Azat Miftakhov, a mathematics student and anarchist living in Moscow, is currently preparing to be tried on hooliganism charges. He’s been charged in relation to an incident involving a broken window at a district office of United Russia, the country’s ruling party. According to investigators, Miftakhov’s “criminal activity” also included participation in protests in support of Russian political prisoners.

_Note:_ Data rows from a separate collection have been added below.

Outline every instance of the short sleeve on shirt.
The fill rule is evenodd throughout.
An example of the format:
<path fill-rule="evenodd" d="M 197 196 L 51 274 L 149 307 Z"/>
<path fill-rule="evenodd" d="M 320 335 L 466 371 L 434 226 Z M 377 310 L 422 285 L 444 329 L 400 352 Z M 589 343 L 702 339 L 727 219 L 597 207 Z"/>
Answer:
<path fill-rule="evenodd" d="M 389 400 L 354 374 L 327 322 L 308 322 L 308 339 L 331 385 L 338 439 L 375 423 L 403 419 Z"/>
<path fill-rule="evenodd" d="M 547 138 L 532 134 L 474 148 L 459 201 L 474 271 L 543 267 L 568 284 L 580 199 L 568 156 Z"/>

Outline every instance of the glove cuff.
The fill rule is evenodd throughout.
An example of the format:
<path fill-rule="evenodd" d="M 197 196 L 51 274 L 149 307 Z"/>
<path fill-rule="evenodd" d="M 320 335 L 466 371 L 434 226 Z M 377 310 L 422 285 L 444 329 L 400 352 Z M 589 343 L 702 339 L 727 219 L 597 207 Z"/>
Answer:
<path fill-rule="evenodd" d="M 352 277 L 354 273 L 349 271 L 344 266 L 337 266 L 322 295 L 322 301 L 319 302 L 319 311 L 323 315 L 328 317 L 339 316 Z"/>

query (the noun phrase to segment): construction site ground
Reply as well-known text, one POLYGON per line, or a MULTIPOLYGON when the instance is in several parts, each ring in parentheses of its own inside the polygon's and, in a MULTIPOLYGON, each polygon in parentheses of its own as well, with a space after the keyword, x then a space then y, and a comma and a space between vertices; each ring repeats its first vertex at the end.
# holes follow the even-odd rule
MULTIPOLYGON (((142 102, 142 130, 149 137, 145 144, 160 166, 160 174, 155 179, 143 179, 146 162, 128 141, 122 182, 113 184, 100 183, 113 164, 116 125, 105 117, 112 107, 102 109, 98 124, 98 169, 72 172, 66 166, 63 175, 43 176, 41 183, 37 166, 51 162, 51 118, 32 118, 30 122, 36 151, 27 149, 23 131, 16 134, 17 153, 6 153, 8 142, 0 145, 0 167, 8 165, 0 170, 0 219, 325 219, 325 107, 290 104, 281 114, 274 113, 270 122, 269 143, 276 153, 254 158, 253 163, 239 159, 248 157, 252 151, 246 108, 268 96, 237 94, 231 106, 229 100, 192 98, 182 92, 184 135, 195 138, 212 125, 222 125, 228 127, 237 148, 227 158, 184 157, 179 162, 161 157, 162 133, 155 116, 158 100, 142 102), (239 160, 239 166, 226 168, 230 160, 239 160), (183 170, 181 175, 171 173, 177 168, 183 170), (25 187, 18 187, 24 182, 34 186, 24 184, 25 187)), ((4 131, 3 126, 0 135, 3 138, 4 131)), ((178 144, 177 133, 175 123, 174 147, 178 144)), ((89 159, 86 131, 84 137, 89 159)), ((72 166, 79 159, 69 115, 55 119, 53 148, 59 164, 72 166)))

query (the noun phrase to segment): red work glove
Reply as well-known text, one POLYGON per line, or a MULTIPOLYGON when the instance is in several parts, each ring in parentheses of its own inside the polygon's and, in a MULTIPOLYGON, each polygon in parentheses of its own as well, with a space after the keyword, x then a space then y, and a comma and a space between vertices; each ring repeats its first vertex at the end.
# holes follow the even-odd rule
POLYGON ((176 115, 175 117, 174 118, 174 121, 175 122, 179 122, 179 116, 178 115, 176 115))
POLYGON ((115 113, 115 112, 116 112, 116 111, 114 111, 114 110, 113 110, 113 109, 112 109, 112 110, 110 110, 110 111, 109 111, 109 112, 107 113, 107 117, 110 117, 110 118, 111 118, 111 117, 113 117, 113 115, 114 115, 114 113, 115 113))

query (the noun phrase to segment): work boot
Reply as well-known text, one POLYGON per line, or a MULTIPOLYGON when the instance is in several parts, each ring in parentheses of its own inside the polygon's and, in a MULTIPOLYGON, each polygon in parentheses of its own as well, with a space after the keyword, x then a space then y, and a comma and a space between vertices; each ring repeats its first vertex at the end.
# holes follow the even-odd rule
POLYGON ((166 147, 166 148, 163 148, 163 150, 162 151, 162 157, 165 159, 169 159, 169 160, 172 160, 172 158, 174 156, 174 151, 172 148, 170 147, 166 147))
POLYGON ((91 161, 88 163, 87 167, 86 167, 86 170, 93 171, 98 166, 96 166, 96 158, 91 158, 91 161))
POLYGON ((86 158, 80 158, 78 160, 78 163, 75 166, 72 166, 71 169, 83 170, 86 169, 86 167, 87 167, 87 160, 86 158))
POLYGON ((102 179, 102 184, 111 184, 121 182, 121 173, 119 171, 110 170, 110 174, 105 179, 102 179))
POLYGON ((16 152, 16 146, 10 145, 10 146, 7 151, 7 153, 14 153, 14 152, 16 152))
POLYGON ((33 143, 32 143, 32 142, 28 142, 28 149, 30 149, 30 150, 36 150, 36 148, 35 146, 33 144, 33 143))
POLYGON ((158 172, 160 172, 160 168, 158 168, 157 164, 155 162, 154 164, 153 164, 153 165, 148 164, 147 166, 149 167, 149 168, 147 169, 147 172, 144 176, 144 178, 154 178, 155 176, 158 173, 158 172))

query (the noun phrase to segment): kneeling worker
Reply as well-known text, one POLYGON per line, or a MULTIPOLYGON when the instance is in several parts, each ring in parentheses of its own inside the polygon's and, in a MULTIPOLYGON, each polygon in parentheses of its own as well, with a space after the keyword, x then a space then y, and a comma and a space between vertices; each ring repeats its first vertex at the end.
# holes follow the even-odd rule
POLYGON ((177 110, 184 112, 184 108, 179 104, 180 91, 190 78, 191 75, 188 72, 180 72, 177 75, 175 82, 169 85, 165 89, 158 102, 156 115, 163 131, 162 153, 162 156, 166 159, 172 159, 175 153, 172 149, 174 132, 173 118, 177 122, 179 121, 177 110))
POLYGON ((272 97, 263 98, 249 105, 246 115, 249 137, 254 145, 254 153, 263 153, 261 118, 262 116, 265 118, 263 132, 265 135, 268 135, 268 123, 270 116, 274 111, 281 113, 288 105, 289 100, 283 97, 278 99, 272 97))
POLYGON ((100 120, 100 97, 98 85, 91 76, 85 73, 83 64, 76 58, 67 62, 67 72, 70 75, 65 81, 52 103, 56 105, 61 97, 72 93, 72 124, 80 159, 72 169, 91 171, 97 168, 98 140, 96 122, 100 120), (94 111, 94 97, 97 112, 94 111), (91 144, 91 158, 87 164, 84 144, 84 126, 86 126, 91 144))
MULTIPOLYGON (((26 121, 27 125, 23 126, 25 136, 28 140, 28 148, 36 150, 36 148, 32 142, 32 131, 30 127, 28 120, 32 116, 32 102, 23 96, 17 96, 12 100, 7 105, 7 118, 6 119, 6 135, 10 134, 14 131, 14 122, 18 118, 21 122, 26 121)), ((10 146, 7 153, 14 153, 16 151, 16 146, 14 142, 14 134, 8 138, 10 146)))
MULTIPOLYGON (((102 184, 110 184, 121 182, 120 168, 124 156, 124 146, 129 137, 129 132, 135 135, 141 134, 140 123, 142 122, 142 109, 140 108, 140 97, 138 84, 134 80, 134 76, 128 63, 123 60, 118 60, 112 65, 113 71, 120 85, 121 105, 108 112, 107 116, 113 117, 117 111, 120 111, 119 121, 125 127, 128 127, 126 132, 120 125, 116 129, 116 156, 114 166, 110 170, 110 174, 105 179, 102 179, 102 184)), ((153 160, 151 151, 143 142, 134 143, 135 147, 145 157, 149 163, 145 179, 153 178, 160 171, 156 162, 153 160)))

Miftakhov, 27, was detained in early February 2019 - he was initially supposed to face charges relating to explosive material found in the Moscow satellite town of Balashikha. Miftakhov stated that the men who detained him tried to beat a confession out of him. Human rights activists recorded marks on his body left by an electric screwdriver.
In the end, Azat was not charged in relation to the Balashikha explosives, but he was jailed for another case: a year previously, unknown persons broke a window in the Khovrino district office of United Russia, before throwing a flare inside. These actions were filmed, and the video found its way to anarchist pages on Russia’s social networks.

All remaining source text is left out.